Apartments constitute the most typical residential form across South Korea's cities, accounting for more than half of all housing in the country. Most people rarely have a chance to think critically about what options other than apartments might be possible. The newly opened exhibition “Performative Home: Architecture for Alternative Living” at the National Museum of Modern and Contemporary Art, Korea in Gwacheon, Gyeonggi Province, gets visitors to think outside the box about their living environments.

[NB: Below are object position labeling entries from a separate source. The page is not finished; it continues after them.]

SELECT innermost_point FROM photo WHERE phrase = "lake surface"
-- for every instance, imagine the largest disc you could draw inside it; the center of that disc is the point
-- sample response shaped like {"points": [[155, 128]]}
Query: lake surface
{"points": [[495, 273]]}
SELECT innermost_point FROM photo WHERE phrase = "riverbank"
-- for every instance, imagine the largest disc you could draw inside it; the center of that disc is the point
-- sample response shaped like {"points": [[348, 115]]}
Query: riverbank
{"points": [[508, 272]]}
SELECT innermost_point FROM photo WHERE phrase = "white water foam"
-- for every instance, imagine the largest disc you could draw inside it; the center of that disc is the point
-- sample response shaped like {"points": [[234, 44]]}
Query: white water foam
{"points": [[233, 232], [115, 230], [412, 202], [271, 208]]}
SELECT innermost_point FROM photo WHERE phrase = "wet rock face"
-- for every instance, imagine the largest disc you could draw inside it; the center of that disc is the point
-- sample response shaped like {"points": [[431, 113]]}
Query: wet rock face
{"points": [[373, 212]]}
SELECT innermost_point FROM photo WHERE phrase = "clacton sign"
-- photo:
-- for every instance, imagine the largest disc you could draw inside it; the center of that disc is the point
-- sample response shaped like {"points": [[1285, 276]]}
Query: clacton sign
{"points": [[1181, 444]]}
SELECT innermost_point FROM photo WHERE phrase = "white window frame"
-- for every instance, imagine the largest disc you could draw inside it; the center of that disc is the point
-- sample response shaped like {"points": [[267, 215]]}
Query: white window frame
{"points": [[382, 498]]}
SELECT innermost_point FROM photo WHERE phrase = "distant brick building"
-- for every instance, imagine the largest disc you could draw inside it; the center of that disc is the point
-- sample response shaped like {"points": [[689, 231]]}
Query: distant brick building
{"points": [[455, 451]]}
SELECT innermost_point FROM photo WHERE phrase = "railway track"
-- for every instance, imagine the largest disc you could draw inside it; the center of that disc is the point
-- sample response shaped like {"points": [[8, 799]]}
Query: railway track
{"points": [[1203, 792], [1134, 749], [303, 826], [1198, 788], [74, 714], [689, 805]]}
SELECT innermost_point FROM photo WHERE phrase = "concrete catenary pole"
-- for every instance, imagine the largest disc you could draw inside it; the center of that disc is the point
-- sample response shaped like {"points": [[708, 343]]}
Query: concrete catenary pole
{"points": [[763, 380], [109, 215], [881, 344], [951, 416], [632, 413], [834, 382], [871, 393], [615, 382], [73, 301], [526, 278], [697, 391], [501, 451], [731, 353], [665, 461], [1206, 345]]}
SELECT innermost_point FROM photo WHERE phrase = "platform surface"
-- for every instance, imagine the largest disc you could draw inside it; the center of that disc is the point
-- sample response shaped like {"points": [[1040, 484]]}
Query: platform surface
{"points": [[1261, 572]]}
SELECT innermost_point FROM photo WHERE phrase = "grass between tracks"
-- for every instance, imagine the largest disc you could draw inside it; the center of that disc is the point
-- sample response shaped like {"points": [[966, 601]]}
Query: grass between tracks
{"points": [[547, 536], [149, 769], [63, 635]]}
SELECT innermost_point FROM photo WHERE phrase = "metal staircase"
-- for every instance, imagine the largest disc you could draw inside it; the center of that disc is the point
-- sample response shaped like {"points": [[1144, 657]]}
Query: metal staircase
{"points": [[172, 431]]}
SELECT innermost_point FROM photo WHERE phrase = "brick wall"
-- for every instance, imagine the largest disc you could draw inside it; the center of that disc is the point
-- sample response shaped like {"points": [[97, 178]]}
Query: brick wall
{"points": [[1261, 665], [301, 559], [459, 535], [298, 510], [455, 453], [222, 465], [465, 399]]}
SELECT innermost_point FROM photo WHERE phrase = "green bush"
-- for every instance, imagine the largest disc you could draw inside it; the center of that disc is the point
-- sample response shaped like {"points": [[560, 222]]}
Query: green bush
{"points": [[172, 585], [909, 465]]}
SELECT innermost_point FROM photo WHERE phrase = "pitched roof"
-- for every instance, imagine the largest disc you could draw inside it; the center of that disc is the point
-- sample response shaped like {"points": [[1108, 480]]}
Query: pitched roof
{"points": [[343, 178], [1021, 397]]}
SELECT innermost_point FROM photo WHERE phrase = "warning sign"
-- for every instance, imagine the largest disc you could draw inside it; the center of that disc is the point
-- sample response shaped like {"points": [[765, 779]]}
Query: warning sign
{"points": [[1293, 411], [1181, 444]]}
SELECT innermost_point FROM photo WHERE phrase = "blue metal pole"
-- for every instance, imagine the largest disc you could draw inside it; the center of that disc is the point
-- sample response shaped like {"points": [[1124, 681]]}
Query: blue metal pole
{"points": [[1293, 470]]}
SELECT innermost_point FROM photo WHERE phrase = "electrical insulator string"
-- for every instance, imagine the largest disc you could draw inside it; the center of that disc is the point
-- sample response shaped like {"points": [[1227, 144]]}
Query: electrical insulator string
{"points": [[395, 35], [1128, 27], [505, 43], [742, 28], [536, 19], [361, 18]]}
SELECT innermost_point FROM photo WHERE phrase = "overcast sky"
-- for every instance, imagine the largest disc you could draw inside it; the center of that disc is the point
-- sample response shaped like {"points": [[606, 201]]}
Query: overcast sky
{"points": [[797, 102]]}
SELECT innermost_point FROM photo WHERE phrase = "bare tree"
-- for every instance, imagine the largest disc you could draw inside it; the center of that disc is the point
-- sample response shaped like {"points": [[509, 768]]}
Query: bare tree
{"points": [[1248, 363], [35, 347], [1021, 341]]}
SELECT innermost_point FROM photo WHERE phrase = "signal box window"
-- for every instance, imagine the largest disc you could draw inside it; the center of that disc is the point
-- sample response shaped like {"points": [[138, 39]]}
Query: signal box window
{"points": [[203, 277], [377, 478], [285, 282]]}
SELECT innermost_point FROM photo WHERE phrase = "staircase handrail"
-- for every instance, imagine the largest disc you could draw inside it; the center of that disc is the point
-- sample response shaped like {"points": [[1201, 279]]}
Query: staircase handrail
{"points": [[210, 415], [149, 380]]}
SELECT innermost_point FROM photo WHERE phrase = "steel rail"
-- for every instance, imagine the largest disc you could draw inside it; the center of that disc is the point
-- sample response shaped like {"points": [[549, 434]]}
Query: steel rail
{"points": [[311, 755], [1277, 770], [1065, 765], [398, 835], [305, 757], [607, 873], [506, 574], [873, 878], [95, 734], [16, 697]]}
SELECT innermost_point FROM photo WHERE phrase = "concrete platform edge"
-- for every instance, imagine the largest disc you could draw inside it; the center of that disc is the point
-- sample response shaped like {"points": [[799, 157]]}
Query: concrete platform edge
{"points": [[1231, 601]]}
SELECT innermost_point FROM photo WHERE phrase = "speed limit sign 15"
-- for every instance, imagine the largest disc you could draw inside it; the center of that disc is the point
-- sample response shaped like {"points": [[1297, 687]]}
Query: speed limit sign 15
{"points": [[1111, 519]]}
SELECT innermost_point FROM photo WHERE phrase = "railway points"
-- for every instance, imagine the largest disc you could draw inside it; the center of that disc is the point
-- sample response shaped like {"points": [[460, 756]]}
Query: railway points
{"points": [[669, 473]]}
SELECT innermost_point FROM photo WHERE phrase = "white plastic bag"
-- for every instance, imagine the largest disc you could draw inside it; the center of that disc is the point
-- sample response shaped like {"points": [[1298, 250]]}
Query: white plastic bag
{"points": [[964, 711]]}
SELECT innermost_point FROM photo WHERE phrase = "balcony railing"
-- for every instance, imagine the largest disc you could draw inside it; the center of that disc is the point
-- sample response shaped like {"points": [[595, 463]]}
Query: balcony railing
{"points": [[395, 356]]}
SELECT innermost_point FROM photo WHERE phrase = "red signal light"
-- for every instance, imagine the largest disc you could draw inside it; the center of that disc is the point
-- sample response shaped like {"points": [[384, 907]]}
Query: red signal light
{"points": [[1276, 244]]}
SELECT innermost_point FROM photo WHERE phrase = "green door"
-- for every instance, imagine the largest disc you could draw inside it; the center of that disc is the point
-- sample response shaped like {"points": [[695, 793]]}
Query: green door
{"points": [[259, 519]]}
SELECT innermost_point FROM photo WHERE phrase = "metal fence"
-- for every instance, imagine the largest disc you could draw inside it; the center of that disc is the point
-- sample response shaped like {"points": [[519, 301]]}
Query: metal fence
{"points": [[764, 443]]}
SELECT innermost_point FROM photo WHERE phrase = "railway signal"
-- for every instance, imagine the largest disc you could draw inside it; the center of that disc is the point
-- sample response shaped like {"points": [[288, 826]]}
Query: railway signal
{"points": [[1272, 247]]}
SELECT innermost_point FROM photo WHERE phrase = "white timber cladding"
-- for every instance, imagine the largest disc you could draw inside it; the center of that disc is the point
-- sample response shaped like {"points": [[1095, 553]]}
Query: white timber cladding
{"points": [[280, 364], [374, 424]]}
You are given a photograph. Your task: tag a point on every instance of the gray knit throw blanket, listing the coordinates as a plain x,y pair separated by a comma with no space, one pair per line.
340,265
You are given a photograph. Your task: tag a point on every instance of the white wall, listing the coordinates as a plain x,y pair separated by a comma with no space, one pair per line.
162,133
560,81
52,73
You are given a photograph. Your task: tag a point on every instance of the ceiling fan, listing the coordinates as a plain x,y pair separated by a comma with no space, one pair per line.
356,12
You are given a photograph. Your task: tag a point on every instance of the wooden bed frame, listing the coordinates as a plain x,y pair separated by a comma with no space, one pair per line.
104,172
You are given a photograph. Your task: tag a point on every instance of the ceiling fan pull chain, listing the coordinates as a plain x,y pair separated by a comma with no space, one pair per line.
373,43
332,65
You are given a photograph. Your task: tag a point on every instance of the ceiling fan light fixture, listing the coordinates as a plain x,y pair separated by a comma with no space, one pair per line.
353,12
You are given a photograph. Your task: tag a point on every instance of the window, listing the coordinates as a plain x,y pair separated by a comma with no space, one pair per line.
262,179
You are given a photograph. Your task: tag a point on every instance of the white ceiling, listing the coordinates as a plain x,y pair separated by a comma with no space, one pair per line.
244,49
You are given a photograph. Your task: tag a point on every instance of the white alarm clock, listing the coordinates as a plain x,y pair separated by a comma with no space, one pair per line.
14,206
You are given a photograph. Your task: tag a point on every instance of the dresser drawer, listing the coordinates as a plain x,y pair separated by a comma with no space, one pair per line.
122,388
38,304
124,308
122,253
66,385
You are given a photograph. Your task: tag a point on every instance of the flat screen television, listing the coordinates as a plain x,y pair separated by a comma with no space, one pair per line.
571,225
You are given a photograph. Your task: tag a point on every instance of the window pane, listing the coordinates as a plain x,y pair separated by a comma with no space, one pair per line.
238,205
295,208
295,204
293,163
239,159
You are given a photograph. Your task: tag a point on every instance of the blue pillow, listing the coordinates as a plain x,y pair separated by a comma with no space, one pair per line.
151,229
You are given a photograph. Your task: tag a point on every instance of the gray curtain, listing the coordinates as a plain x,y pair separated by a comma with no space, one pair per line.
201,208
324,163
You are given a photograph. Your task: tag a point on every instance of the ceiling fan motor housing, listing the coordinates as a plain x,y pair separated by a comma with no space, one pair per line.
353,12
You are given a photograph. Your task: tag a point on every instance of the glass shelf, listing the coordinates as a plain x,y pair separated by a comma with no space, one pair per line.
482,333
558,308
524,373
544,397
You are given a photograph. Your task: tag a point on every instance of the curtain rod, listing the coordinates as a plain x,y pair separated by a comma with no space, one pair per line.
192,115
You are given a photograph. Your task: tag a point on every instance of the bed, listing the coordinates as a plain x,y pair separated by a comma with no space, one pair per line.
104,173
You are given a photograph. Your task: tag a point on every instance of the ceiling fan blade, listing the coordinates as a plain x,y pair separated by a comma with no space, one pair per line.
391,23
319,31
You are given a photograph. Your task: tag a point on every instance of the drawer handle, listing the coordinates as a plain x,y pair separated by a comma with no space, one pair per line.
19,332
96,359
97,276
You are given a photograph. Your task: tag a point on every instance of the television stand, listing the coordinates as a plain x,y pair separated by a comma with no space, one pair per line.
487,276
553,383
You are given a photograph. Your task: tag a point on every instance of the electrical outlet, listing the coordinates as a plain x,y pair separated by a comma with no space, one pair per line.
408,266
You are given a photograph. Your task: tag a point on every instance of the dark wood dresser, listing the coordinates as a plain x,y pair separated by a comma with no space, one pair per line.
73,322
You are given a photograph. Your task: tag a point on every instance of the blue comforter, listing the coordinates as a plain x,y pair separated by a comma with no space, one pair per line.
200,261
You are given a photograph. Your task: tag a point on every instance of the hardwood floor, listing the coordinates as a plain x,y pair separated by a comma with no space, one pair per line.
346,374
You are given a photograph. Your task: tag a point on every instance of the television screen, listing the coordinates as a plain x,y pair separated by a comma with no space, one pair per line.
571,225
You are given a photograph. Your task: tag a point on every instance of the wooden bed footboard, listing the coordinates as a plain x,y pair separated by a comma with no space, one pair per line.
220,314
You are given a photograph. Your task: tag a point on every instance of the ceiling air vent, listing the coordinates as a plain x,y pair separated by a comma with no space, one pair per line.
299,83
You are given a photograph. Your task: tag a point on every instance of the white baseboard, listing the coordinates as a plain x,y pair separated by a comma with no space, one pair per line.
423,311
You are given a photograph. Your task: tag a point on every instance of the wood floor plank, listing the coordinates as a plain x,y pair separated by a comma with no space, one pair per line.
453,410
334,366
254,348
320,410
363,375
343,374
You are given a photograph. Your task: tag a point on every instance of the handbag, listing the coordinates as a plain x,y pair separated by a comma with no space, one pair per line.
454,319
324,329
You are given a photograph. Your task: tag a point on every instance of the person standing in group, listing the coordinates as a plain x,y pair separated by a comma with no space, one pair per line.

"I have wanted to touch on the issue, wondering how it is that we can't think of other alternatives. This question has lingered in my mind for a long time, as I also live in an apartment," Chung Dah-young, curator at the MMCA, told The Korea Herald on Friday. The exhibition unfolds around six themes: “The Home as an Architectural Manifesto,” “Reimagining Family Homes,” “The Home as a Social Ground,” “The Home as a Panorama,” “Small Homes, Renovated Homes” and “The Home as Temporary Dwelling.

” More than 58 houses by 30 architectural offices built after 2000 are on view. “It was not easy to deal with houses before 2000, since there are not many houses that remain intact in their original forms for more than 20 years,” Chung said. The house named Basecamp Mountain by architect Kim Kwang-soo located in Eunpyeong-gu, northwestern Seoul, is home to a married couple who asked the architect to design a house as a place to converse with friends with a sm.